UYKU APNESİ TEDAVİSİ NASIL YAPILIR?

Uyku apnesi tedavisinde ilk yapılması gereken obezite söz konusu ise bu durumun aşılmasıdır. Eğer üst solunum yollarında belirgin anatomik darlıklar var ise hastanın Kulak Burun Boğaz uzmanı tarafından cerrahi girişim yönünden değerlendirilmesi gerekir.

Celon metodu yani bipolar radyo frekans ile termoterapi yöntemi ve plazma yöntemleriyle yapılan cerrahi tedavi bunladan biridir. Horlama ve uyku apnesi için uygulanan cerrahi tedavinin başarısı, cerrahiye uygun hastanın belirlenmesine ve ameliyatta kullanılan cihazlara bağlı olmaktadır. Cerrahide kullanılan cihazların dokuda fazla hasar oluşturmaması, ameliyat sonrası dönemde hastanın ağrılarının daha az olmasında oldukça önemlidir. Ayrıca uyku apnesi cihazları da tedavide kullanılmaktadır.

İleri derecede uyku apnesi tedavisinde ise pozitif hava basıncı (CPAP) tedavisi uygulanmalıdır. Tedavi etkisine ve hastanın tercihine göre otomatik ayarlarda düzenleme yapılarak ya da sabit basınçlı cihaza geçilerek hasta takibe alınmalıdır. Uyku apnesi makinesi olarak da bilinen CPAP cihazı kullanmakta güçlük çeken ya da hafif derece vakalarda ağız içi aparey ile alt çene öne alınarak dilin geriye düşüp üst solunum yolunu tıkaması önlenebilir. Uyku apnesinin özgün tedavisi, hava yolunu devamlı açık tutacak şekilde basınçlı hava veren cihazların kullanımıyla sağlanmaktadır.

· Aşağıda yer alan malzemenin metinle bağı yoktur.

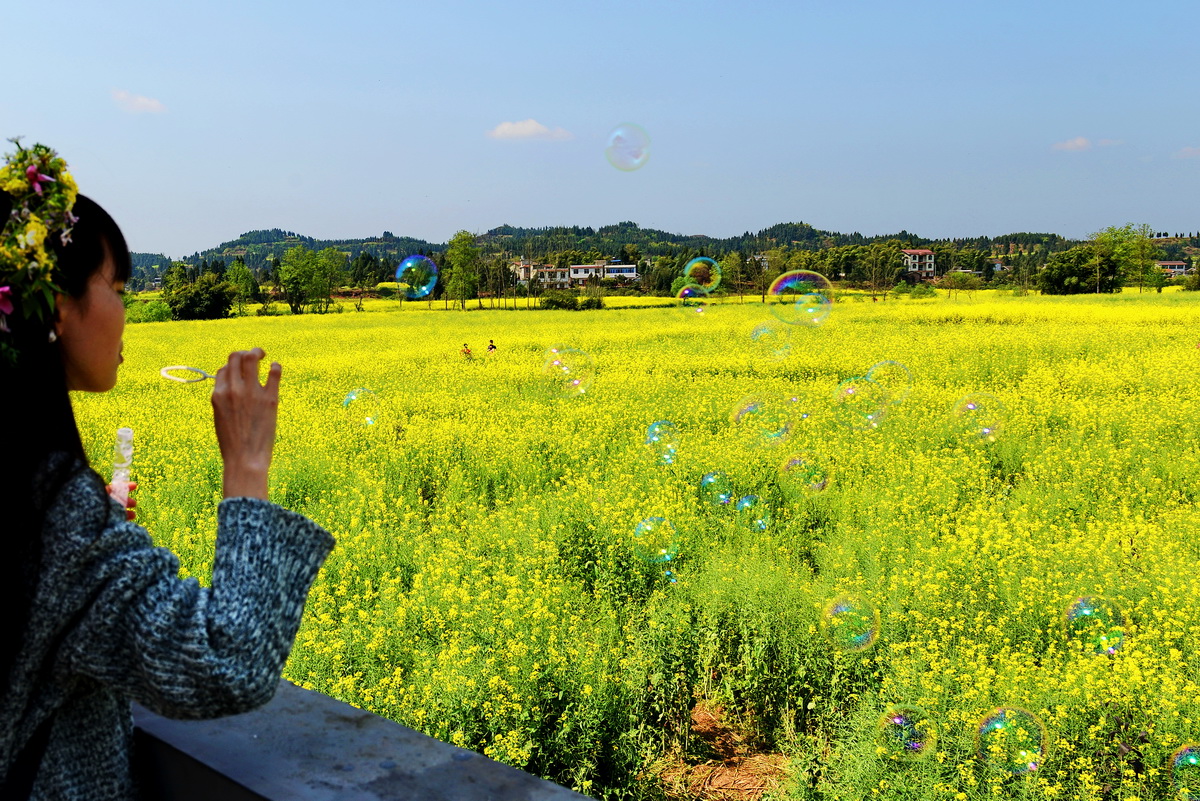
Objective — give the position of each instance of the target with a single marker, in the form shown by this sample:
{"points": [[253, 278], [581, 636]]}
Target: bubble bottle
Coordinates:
{"points": [[123, 458]]}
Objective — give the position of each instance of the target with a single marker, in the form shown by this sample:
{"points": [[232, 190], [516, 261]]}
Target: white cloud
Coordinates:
{"points": [[1078, 143], [528, 128], [137, 103]]}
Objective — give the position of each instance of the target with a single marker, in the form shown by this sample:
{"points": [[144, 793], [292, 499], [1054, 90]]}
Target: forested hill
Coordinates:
{"points": [[255, 247], [541, 244]]}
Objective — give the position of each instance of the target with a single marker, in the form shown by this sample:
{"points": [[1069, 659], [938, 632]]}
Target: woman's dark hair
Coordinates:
{"points": [[36, 407]]}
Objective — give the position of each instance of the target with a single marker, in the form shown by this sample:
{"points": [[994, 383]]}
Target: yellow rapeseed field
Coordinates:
{"points": [[489, 588]]}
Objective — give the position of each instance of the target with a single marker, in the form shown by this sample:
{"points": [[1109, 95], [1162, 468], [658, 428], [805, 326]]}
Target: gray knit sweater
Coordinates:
{"points": [[112, 621]]}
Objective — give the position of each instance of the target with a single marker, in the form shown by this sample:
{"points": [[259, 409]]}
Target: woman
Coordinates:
{"points": [[96, 615]]}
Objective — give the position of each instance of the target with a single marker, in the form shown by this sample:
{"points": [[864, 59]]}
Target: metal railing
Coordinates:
{"points": [[306, 746]]}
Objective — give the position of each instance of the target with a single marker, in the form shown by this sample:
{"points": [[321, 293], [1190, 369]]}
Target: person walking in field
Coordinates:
{"points": [[94, 614]]}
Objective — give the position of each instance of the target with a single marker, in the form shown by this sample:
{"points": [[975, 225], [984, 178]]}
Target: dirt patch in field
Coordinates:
{"points": [[733, 772]]}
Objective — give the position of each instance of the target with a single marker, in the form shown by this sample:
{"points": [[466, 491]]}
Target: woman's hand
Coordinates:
{"points": [[129, 500], [244, 413]]}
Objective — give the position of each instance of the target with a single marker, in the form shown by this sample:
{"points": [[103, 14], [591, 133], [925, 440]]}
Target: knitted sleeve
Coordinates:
{"points": [[174, 646]]}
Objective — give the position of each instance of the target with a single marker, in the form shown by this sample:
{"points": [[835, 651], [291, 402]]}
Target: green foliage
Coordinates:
{"points": [[558, 299], [462, 263], [591, 303], [1083, 269], [244, 284], [147, 312], [208, 297]]}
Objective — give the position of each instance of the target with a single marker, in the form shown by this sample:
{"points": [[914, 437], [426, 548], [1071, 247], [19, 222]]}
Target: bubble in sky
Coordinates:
{"points": [[851, 624], [978, 416], [803, 474], [419, 273], [655, 541], [715, 489], [693, 297], [703, 272], [1012, 740], [663, 439], [801, 297], [906, 732], [629, 146], [363, 407], [859, 403], [894, 378], [570, 371], [1186, 772], [772, 341], [1095, 624]]}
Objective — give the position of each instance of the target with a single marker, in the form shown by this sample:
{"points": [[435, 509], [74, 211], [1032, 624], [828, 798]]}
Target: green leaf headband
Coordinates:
{"points": [[42, 193]]}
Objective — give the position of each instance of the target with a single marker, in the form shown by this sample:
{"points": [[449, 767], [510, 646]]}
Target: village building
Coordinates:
{"points": [[919, 264]]}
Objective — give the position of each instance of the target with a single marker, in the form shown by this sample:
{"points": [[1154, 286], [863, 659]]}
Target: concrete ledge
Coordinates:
{"points": [[306, 746]]}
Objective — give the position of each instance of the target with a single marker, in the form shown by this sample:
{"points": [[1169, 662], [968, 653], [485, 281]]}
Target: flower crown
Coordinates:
{"points": [[42, 193]]}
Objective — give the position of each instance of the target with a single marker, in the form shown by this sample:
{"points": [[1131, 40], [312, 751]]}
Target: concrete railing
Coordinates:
{"points": [[305, 746]]}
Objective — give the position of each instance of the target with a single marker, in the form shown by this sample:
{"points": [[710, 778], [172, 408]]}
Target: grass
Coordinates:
{"points": [[486, 586]]}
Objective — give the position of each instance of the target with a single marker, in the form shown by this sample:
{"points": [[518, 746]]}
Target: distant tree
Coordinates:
{"points": [[732, 270], [959, 282], [244, 284], [1083, 269], [295, 275], [208, 297], [329, 273], [882, 266], [462, 263]]}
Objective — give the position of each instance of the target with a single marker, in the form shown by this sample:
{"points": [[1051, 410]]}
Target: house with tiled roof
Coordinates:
{"points": [[919, 263]]}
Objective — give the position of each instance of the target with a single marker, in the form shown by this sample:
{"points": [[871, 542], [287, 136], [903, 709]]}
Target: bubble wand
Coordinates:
{"points": [[123, 458], [172, 374]]}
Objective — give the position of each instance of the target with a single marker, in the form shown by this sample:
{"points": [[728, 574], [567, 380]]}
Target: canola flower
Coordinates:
{"points": [[486, 586]]}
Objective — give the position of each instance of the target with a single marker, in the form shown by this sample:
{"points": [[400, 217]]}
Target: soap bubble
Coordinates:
{"points": [[693, 297], [629, 146], [1095, 624], [1012, 740], [859, 403], [663, 439], [801, 297], [768, 419], [894, 378], [419, 273], [802, 474], [907, 732], [753, 513], [703, 272], [715, 489], [655, 541], [851, 624], [978, 416], [363, 407], [772, 339], [570, 371], [1186, 772]]}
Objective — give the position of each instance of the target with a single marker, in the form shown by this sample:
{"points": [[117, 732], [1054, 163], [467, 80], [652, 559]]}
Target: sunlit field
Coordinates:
{"points": [[490, 585]]}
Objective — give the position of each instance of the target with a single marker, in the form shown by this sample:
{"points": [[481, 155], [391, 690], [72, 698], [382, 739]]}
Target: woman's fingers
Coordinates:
{"points": [[273, 380], [245, 417]]}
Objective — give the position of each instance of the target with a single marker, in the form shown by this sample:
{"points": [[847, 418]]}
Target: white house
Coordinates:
{"points": [[919, 263]]}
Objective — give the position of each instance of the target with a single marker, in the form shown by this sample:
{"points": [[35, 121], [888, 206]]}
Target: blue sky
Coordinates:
{"points": [[195, 124]]}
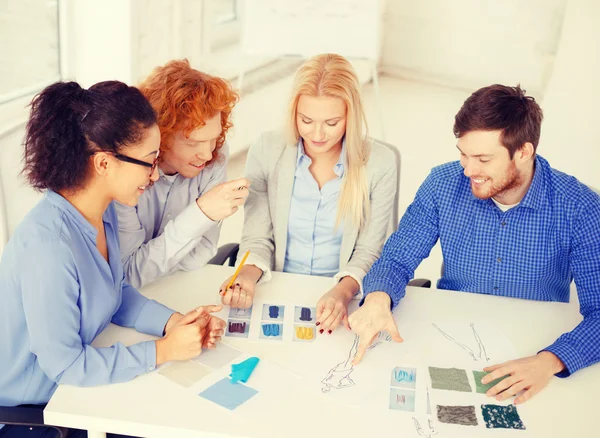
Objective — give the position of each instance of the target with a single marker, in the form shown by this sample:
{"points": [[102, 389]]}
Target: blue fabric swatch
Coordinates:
{"points": [[228, 394]]}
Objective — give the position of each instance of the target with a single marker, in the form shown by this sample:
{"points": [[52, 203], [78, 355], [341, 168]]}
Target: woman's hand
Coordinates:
{"points": [[332, 308]]}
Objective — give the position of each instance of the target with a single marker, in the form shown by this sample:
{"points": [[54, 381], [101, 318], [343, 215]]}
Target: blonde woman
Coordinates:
{"points": [[321, 197]]}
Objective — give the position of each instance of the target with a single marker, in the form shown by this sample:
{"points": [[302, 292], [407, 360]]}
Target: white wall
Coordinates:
{"points": [[571, 129], [19, 197], [472, 43]]}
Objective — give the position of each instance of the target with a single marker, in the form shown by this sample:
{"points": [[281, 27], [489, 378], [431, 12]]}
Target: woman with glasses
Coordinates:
{"points": [[322, 193], [61, 276], [175, 225]]}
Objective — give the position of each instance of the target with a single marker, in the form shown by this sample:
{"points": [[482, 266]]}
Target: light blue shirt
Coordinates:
{"points": [[167, 232], [313, 241], [57, 293]]}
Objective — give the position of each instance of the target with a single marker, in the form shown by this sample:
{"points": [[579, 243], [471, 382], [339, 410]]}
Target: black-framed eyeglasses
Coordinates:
{"points": [[152, 165]]}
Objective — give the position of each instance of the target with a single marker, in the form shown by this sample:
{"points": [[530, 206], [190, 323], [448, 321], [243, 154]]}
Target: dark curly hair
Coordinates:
{"points": [[68, 124], [500, 107]]}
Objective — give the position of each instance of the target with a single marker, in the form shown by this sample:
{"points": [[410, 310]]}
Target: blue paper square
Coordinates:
{"points": [[227, 394]]}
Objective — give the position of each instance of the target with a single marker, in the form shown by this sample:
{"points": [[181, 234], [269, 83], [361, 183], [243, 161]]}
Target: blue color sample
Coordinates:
{"points": [[271, 329], [228, 394]]}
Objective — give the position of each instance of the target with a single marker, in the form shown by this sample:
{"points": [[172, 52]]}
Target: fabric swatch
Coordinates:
{"points": [[305, 333], [237, 327], [274, 312], [271, 329], [404, 377], [463, 415], [228, 394], [451, 379], [480, 387], [501, 417], [402, 400], [305, 314]]}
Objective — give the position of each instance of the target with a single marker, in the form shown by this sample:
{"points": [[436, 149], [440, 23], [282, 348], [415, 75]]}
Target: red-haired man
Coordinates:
{"points": [[175, 225]]}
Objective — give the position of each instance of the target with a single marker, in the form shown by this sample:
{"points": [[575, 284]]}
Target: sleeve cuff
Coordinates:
{"points": [[152, 319], [150, 356], [192, 222], [568, 355], [260, 264], [381, 285], [338, 277]]}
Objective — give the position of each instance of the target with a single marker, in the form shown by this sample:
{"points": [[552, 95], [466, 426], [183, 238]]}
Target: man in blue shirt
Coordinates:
{"points": [[509, 225]]}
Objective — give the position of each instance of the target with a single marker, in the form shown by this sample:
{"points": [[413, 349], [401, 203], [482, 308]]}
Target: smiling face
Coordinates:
{"points": [[188, 155], [487, 163], [321, 122], [127, 181]]}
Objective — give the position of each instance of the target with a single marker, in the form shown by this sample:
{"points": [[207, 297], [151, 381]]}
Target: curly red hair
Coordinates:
{"points": [[184, 98]]}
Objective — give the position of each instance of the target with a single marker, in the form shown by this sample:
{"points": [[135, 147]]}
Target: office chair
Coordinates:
{"points": [[28, 415]]}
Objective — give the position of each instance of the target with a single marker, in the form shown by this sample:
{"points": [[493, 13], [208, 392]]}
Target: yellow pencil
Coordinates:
{"points": [[237, 271]]}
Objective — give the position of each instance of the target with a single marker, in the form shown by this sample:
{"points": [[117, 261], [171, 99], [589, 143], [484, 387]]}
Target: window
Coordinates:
{"points": [[29, 38]]}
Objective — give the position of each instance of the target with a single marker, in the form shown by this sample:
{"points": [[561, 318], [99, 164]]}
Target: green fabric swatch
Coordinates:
{"points": [[501, 417], [480, 387], [451, 379]]}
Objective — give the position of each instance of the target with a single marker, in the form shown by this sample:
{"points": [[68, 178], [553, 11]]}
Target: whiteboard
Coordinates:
{"points": [[350, 28]]}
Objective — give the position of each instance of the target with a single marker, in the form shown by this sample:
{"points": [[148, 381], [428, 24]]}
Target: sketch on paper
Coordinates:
{"points": [[481, 354], [338, 377], [427, 430]]}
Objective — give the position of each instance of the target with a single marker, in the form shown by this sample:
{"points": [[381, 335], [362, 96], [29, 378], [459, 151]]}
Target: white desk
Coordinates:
{"points": [[152, 406]]}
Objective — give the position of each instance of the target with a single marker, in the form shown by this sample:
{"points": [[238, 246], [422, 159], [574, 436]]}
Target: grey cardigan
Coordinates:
{"points": [[270, 167]]}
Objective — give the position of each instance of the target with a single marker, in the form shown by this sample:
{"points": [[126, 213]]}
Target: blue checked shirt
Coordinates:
{"points": [[531, 251]]}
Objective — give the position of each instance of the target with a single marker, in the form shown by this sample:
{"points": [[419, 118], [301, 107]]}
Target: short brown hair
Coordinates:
{"points": [[505, 108]]}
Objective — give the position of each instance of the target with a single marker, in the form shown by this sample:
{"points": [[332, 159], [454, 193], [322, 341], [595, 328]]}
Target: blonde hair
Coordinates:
{"points": [[332, 75]]}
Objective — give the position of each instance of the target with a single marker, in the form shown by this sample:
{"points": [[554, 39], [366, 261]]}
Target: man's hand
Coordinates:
{"points": [[241, 293], [373, 317], [224, 199], [530, 374]]}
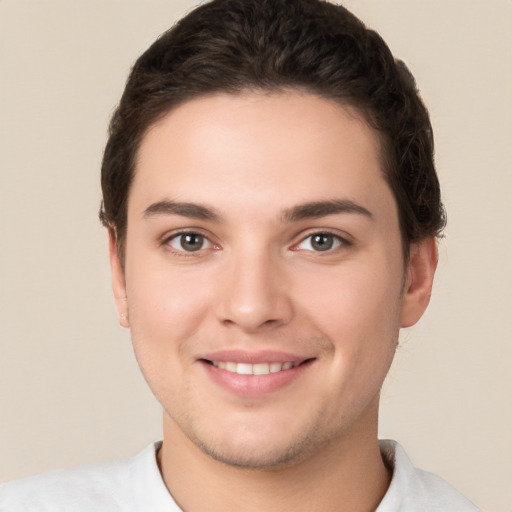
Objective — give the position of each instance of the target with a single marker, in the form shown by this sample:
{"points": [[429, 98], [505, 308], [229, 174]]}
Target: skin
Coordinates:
{"points": [[258, 283]]}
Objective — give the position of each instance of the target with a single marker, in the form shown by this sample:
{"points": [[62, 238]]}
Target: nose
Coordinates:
{"points": [[254, 295]]}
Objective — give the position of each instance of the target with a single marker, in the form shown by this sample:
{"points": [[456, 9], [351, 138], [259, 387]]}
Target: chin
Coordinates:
{"points": [[255, 458]]}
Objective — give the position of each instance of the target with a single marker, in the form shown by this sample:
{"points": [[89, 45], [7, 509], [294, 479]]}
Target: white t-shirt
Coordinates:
{"points": [[135, 485]]}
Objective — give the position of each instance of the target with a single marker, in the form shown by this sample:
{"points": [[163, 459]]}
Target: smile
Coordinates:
{"points": [[253, 369]]}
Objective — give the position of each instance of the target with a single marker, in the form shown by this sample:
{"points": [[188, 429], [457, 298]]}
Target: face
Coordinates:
{"points": [[264, 282]]}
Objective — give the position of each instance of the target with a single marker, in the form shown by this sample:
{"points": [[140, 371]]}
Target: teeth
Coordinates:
{"points": [[254, 369]]}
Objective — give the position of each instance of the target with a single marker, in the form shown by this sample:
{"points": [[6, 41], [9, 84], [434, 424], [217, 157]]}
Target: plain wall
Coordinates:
{"points": [[70, 390]]}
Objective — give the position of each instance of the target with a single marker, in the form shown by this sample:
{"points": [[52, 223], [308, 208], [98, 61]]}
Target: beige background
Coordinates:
{"points": [[70, 391]]}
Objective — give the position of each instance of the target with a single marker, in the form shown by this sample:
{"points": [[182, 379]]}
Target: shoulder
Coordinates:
{"points": [[111, 486], [415, 490]]}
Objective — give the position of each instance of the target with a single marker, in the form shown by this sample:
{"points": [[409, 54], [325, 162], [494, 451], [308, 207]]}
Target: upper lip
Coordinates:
{"points": [[253, 357]]}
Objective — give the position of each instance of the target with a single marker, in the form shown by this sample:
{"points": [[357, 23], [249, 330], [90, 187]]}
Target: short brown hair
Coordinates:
{"points": [[275, 45]]}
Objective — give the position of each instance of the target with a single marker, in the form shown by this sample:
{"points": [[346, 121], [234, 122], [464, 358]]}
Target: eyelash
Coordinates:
{"points": [[337, 242]]}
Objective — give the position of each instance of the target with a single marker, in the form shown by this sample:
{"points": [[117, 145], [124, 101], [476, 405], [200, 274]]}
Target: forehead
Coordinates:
{"points": [[259, 149]]}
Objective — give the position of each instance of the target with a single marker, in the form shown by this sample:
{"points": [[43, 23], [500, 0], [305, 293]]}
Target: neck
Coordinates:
{"points": [[348, 474]]}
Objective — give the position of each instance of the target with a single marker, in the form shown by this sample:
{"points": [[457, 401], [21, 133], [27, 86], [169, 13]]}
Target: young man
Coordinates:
{"points": [[272, 207]]}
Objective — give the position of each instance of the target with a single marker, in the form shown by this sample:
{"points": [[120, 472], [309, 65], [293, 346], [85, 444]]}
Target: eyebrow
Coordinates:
{"points": [[318, 209], [311, 210], [190, 210]]}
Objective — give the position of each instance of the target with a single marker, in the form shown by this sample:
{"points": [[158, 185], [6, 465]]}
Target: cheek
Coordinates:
{"points": [[166, 307]]}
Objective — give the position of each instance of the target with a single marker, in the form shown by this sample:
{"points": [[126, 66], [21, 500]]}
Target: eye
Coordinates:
{"points": [[189, 242], [320, 242]]}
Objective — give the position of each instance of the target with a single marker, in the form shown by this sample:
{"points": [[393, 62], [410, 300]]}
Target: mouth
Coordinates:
{"points": [[251, 374], [257, 368]]}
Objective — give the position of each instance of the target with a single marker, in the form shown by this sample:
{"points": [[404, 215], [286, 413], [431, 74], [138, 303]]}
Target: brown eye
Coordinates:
{"points": [[320, 242], [189, 242]]}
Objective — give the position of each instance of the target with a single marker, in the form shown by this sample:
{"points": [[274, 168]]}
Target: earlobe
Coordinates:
{"points": [[420, 276], [118, 279]]}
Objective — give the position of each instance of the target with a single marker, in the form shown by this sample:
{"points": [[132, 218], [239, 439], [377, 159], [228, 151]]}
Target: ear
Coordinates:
{"points": [[419, 278], [118, 279]]}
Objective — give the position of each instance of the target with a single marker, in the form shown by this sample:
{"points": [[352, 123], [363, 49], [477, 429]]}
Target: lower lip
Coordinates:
{"points": [[254, 385]]}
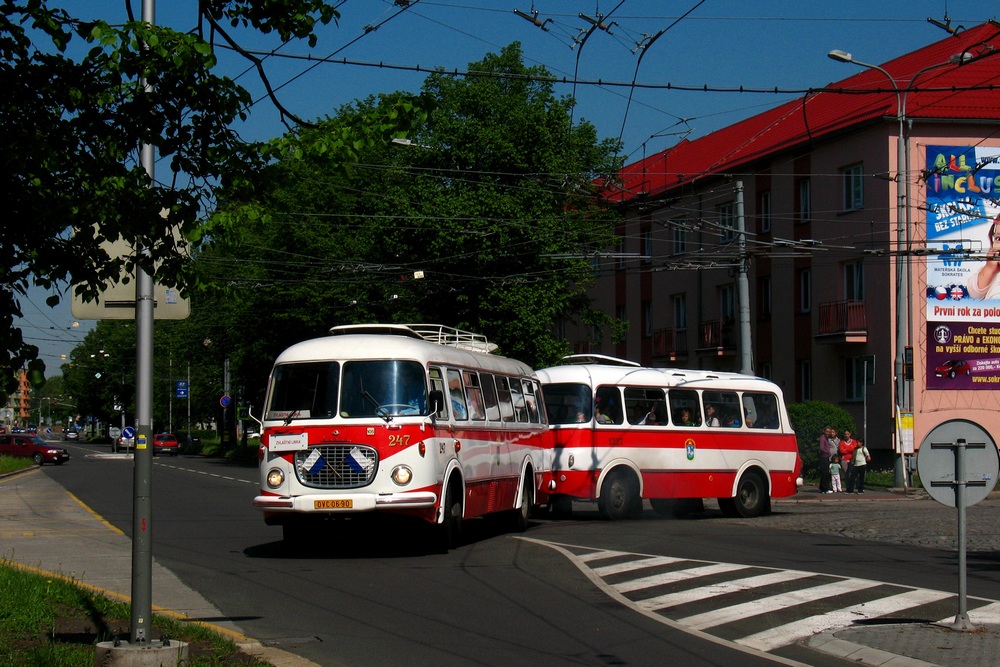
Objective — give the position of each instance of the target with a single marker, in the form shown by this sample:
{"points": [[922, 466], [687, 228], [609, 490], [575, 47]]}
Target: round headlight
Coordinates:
{"points": [[402, 475], [275, 478]]}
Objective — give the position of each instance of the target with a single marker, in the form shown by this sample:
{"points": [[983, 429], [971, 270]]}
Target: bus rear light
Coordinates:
{"points": [[275, 478]]}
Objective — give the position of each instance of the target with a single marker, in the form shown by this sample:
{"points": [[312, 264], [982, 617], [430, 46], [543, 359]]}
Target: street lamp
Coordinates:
{"points": [[904, 335]]}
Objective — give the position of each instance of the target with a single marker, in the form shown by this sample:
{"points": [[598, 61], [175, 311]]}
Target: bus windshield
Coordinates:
{"points": [[311, 390], [304, 391], [383, 389]]}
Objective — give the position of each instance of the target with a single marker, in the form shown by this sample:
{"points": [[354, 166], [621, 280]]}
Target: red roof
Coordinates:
{"points": [[970, 91]]}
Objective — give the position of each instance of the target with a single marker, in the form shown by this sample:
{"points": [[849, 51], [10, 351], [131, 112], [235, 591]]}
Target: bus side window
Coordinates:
{"points": [[517, 398], [685, 409], [503, 396], [490, 398], [766, 409], [437, 384], [608, 406], [531, 399], [475, 395], [457, 397]]}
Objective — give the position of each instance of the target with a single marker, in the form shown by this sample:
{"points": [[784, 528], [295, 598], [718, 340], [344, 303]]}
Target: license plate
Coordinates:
{"points": [[333, 504]]}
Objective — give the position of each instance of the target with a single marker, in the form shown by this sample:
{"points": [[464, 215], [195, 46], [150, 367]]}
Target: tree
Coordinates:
{"points": [[80, 99], [486, 219]]}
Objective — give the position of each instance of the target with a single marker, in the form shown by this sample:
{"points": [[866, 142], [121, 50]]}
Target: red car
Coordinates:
{"points": [[32, 447], [166, 443]]}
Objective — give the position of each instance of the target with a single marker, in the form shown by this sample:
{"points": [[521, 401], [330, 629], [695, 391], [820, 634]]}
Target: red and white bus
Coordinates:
{"points": [[420, 420], [623, 432]]}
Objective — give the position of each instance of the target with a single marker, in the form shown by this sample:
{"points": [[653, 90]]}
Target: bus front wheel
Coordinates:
{"points": [[751, 498], [619, 496]]}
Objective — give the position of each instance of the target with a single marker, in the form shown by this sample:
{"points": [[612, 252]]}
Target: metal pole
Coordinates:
{"points": [[142, 530], [743, 287], [962, 621]]}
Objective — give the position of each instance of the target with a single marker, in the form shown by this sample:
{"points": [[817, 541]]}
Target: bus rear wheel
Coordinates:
{"points": [[619, 496], [751, 498]]}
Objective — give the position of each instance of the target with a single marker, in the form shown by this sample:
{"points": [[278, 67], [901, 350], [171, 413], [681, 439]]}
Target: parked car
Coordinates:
{"points": [[166, 443], [32, 447]]}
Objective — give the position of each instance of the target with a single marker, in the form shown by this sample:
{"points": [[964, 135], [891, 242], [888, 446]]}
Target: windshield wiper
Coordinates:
{"points": [[379, 410]]}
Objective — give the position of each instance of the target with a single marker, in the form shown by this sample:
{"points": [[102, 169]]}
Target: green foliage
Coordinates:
{"points": [[75, 119], [486, 220], [808, 420]]}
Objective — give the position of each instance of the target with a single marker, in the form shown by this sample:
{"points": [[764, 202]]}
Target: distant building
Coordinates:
{"points": [[833, 221]]}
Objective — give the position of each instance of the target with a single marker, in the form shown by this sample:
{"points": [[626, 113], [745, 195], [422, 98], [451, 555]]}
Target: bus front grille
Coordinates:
{"points": [[336, 466]]}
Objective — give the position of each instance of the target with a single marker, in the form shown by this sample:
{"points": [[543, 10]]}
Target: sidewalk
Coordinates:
{"points": [[44, 528]]}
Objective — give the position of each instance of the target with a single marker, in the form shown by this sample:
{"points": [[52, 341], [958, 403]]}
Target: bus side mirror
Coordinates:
{"points": [[435, 401]]}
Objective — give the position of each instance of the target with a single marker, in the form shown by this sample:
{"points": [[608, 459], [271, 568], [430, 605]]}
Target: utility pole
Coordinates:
{"points": [[743, 286]]}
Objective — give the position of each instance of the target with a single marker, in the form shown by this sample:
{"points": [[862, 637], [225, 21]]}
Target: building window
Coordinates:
{"points": [[805, 290], [727, 221], [727, 304], [680, 312], [679, 236], [764, 297], [854, 380], [805, 380], [854, 187], [854, 281], [803, 206], [764, 211]]}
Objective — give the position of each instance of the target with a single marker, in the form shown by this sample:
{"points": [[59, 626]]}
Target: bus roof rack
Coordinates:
{"points": [[433, 333], [598, 359]]}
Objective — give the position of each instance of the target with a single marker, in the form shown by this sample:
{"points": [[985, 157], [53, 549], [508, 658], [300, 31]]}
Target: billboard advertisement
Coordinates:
{"points": [[963, 267]]}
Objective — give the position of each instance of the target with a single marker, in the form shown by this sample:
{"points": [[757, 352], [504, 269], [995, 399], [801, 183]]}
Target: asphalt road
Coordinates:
{"points": [[374, 596]]}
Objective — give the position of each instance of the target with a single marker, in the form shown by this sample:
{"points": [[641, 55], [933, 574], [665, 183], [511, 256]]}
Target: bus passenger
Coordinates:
{"points": [[711, 418]]}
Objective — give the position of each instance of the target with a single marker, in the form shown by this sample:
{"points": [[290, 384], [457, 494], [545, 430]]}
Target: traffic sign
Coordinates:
{"points": [[939, 456]]}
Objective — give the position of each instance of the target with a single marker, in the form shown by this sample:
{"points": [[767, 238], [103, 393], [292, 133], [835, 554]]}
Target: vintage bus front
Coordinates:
{"points": [[346, 435]]}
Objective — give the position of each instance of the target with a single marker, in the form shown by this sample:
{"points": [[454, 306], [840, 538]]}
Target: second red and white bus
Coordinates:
{"points": [[622, 433], [418, 420]]}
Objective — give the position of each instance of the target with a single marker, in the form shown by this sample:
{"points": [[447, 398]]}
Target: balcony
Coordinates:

PAP (pozitif havayolu basıncı) cihazları yani halk dilinde uyku apnesi maskesi üst hava yollarının uyku sırasında açık kalmasını sağlayarak uyku apnesini önlemektedir. Gece boyunca yüze sıkıca oturan silikon bir maskeyle basınçlı hava veren bu cihazlar, başlangıçta hasta için rahatsız edici görünebilmektedir. Buna rağmen, sabah dinlenmiş ve uykusunu almış olarak uyanan hastalar cihazı kolaylıkla kabul etmektedir. Hastaya hangi cihazın uygun olduğunu tespit etmek ve apnelerin yok olduğu veya minimum sayıya indiğini görmek için ikinci bir gecenin uyku laboratuvarında geçirilmesi gerekmektedir.  Cihazla uyku apnesi tedavisinin ardından uyku apnesi sorunundan kurtulan kişilerin yaşam kaliteleri yeniden yükselmektedir.